Avant la fin officielle du traité, Moscou a renouvelé son offre aux États-Unis et ses alliés de l’OTAN d’appliquer un moratoire sur le déploiement des armes nucléaires prohibées par ce document de la Guerre froide, laissant aussitôt entendre qu’elle ne croyait pas aux promesses de Washington.

«Nous avons proposé aux États-Unis et à d’autres membres de l’OTAN de considérer la possibilité d’annoncer un moratoire sur le déploiement d’armes de portée intermédiaire», a affirmé le vice-ministre russe des Affaires étrangères Sergueï Riabkov, dans un entretien à l’agence russe TASS.

«Ce serait un moratoire comparable à celui annoncé par Vladimir Poutine affirmant que si les États-Unis ne déploient pas ces équipements dans certaines régions, alors la Russie s’abstiendra aussi de le faire», a poursuivi M. Riabkov, ajoutant que la signature d’un nouveau traité n’était pas à l’ordre du jour.

Selon le diplomate, il ne faut toutefois pas «croire» les déclarations de l’OTAN affirmant que l’Alliance ne déploiera pas de tels équipements.

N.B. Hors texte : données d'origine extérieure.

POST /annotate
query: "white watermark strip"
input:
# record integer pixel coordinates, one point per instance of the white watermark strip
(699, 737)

Washington a promis de ne pas déployer de nouveaux missiles nucléaires en Europe, mais n’a fait aucune promesse sur le déploiement d’armes conventionnelles.

Traité INF: un accord historique en 1987 de réduction des arsenaux nucléaires

Le traité INF sur les Forces nucléaires intermédiaires, dont les États-Unis et la Russie ont acté la mort vendredi en s’en rejetant mutuellement la responsabilité, était un des grands traités de désarmement précurseurs de la fin de la Guerre froide.

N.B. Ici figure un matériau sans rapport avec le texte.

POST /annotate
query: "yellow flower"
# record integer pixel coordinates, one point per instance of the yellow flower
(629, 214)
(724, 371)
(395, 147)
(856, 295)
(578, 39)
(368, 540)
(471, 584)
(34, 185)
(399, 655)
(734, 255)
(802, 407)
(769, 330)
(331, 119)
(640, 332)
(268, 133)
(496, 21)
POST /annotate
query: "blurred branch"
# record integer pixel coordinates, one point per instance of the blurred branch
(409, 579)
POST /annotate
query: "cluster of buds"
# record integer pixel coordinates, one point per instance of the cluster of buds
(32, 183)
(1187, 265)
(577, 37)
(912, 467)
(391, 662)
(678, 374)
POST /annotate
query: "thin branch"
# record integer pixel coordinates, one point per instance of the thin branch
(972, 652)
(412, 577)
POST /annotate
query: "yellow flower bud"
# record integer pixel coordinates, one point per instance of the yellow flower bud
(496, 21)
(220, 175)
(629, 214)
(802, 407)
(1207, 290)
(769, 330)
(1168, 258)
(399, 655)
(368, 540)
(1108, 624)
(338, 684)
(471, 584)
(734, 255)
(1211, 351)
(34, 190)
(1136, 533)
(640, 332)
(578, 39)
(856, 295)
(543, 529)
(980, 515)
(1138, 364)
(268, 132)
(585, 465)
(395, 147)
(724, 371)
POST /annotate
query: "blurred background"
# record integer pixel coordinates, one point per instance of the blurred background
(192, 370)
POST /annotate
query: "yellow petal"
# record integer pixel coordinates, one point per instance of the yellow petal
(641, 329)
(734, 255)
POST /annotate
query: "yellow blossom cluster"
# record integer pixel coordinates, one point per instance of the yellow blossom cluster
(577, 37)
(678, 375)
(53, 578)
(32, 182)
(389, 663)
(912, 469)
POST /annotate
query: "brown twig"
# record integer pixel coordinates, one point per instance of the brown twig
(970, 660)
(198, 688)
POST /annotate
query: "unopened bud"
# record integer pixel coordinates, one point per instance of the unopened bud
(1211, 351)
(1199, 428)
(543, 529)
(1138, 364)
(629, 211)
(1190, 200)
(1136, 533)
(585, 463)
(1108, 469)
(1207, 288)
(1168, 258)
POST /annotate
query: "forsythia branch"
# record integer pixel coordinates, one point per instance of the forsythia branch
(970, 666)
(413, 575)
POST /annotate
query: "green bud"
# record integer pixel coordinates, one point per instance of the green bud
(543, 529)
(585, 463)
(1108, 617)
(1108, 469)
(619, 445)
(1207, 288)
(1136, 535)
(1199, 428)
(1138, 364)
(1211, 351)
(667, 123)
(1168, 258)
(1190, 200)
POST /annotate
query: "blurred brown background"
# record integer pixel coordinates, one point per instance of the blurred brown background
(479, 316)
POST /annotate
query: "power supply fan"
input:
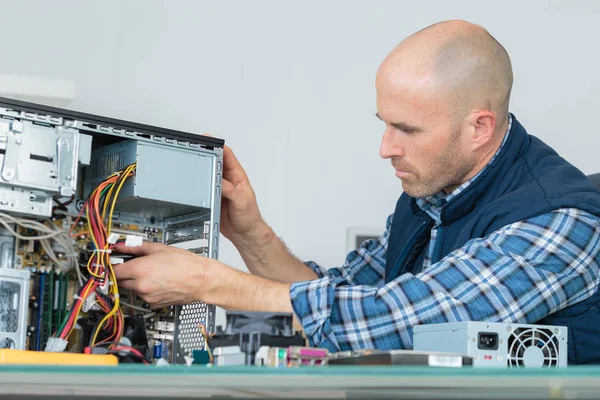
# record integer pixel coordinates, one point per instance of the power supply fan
(533, 347)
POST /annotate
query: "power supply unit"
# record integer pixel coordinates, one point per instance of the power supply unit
(497, 344)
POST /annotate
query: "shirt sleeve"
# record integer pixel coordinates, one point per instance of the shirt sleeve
(519, 273)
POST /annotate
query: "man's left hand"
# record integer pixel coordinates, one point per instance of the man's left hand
(162, 275)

Au moment de sa signature à Washington le 8 décembre 1987 entre l’Américain Ronald Reagan et le Soviétique Mikhaïl Gorbatchev, le traité avait été salué comme «historique», ouvrant la voie à une nouvelle ère dans les relations entre les blocs Est et Ouest.

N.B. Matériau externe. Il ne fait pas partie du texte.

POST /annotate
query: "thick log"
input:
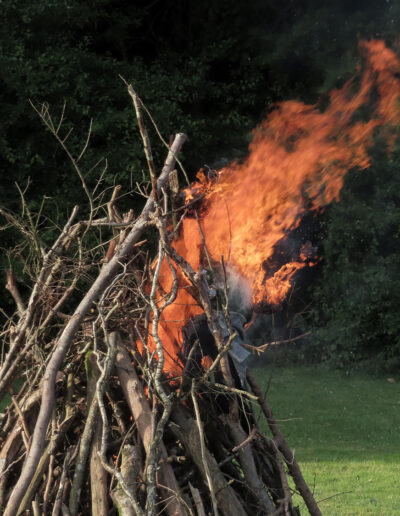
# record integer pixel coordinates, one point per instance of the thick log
(248, 465)
(141, 412)
(186, 430)
(103, 280)
(283, 447)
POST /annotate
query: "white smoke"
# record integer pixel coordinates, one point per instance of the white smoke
(239, 291)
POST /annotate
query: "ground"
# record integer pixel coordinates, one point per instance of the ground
(345, 431)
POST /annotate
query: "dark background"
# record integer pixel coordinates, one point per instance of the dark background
(212, 70)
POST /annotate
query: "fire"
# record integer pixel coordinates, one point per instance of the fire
(297, 162)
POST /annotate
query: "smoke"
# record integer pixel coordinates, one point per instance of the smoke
(239, 292)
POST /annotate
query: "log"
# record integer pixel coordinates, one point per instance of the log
(141, 413)
(186, 430)
(283, 447)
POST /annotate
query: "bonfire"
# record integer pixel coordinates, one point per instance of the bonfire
(140, 399)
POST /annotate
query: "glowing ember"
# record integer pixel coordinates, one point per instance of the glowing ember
(297, 162)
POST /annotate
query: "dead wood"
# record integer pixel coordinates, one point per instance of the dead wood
(113, 425)
(142, 415)
(287, 453)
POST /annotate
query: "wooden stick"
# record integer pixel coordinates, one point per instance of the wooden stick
(103, 280)
(141, 412)
(287, 453)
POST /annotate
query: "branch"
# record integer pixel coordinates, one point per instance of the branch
(287, 453)
(100, 284)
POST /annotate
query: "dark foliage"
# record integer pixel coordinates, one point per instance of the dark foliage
(212, 70)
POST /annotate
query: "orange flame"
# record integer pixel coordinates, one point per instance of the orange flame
(298, 158)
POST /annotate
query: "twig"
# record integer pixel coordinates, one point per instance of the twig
(100, 389)
(263, 347)
(203, 455)
(146, 141)
(12, 287)
(103, 280)
(288, 455)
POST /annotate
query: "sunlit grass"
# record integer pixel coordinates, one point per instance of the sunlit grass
(345, 431)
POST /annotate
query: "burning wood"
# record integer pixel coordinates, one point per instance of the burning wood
(145, 401)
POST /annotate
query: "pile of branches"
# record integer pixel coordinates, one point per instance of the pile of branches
(92, 425)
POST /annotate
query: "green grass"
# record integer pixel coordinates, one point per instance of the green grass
(345, 431)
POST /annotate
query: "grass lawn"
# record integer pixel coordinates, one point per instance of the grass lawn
(346, 434)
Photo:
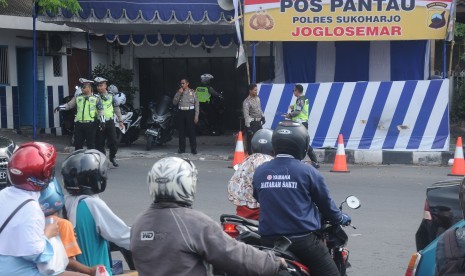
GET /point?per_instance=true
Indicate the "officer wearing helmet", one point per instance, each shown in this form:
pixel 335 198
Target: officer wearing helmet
pixel 24 238
pixel 205 92
pixel 299 113
pixel 290 191
pixel 240 189
pixel 182 239
pixel 52 201
pixel 106 133
pixel 88 111
pixel 85 177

Des accords avaient déjà été conclus, comme en 1972 (SALT I) et en 1979 (SALT II), pour limiter le nombre de nouveaux lanceurs de missiles balistiques, mais avec le traité INF les deux puissances s’engageaient pour la première fois à détruire une classe entière de missiles nucléaires.

Les missiles dont la portée se situait entre 500 et 5.500 km devaient ainsi être détruits dans les trois ans suivant l’entrée en vigueur du traité INF (»Intermediate Nuclear Forces» ou «Forces nucléaires intermédiaires»).

En tout, ce sont 2.692 missiles qui ont été détruits avant 1991, soit la quasi-totalité des missiles nucléaires de portée intermédiaire, et un peu plus de 4% de l’arsenal nucléaire total des deux pays en 1987.

L’une des innovations du traité INF constituait en la mise en place de procédures de vérification des destructions par des inspecteurs de l’autre pays concerné.

Parmi les missiles américains destinés à la destruction par le traité, figuraient les célèbres Pershing IA et Pershing II, au cœur de la crise des euromissiles pendant la décennie 1980.

Cette crise, consécutive au déploiement par l’Union soviétique de missiles nucléaires SS-20 tournés vers les capitales européennes, avait vu l’OTAN répliquer en déployant des missiles Pershing en Europe, tournés vers l’URSS.

En 1983, un an après son entrée en fonction, le président Reagan désignait l’URSS comme l’ «Empire du mal». Après une décennie 1970 plutôt tournée vers la détente entre les deux blocs, la Guerre froide atteignait ainsi un nouveau point d’orgue.

Mais l’arrivée au pouvoir à Moscou de Mikhaïl Gorbatchev en 1985 avait vu s’ouvrir une nouvelle ère, marquée par la mise en place des politiques de «Perestroïka», ou «restructuration», signalant l’ouverture du bloc soviétique à la discussion avec les États-Unis.

Trois sommets entre Mikhaïl Gorbatchev et Ronald Reagan entre 1985 et 1987 avaient été nécessaires pour aboutir à la signature du traité INF.

Les États-Unis en sont sortis officiellement vendredi, accusant la Russie de violer le texte et d’être «seule responsable» de cet «échec».

De son côté, Moscou a imputé la fin de l’accord «à l’initiative» de Washington, renouvelant sa proposition de ne pas déployer des missiles prohibés par le traité si Washington faisait de même.